Alternate renal replacement therapy (RRT) modalities offer different survival and quality-of-life outcomes for patients. Recent technological and process advances in dialysis treatments and transplantation offer the opportunity for better survival outcomes for patients. Longitudinal data from the Canadian Organ Replacement Register (CORR) for patients receiving RRT in Canada allows for national-level tracking of patient outcomes over time. We analysed patient data from the CORR to investigate the near-, mid- and longer-term survival outcomes for patients receiving RRTs including hemodialysis (in-centre and home), peritoneal dialysis and kidney transplantation (living and deceased donors).

Methods

The dataset comprised 74,108 patients registered in the CORR between 2003 and 2017 for all provinces excluding Quebec. We calculated graft and patient survival rates at 3 months, 1-, 3-, 5- and 10-years after start of dialysis and after transplantation. We calculated Kaplan–Meier survival rates for 10 years after start of dialysis and after transplantation, and we adjusted rates based on a direct-adjusted Cox model controlling for patient age, sex and primary diagnosis of renal disease.

Results

Crude 5-year patient survival rates was highest in the living-donor transplant group (94.6%), followed by the deceased-donor transplant group (88.3%), PD treatment group (51.3%) and HD treatment group (40.9%). Between 2003 and 2012, crude 5-year survival rates for dialysis patients have increased by 6.6 and 7.0 percentage points for HD and PD patients, respectively.

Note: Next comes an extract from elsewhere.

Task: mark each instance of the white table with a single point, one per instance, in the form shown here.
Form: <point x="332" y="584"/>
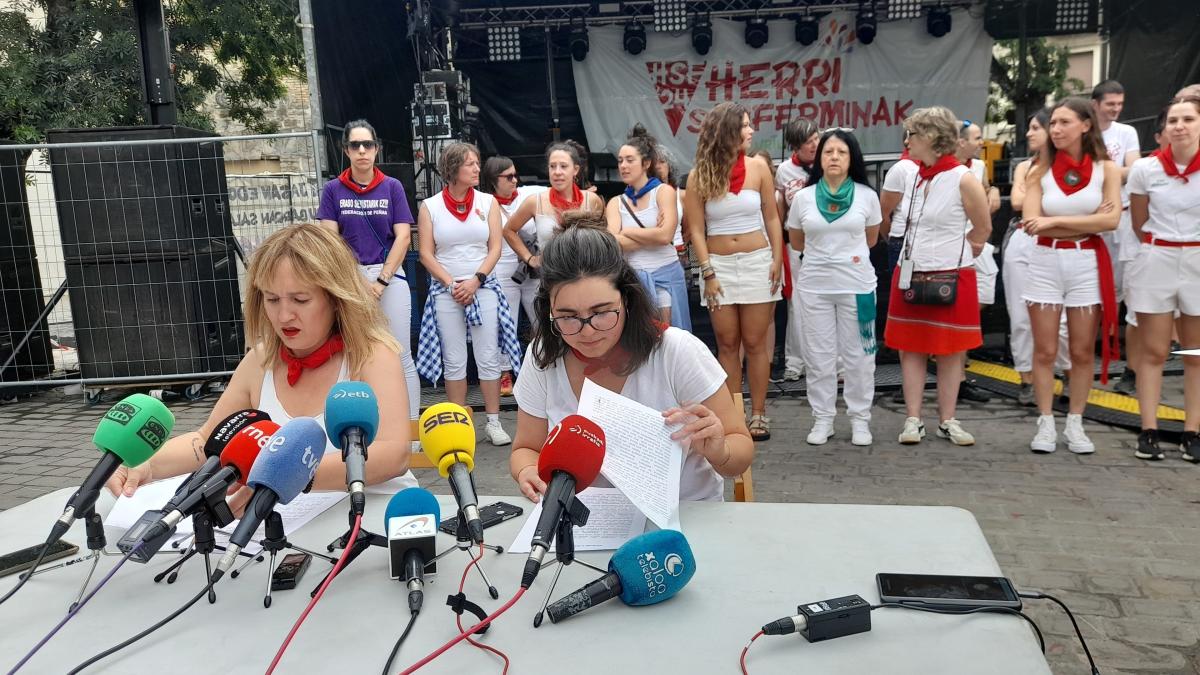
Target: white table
<point x="755" y="563"/>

Graft survival rates improved over the 10 years by 0.9 and 4.6 percentage points for those who received a donation from a living or deceased donor, respectively.

Conclusion

Crude survival rates have generally increased over time across all RRT modalities, with similar rank order of survival between modalities as previously reported. Improvements in survival rates may reflect improvements in technology, technique, and patient education and characteristics, and process improvements within dialysis and transplant programs in Canada. CORR national data allow measurement and reporting of this important outcome as a performance measure.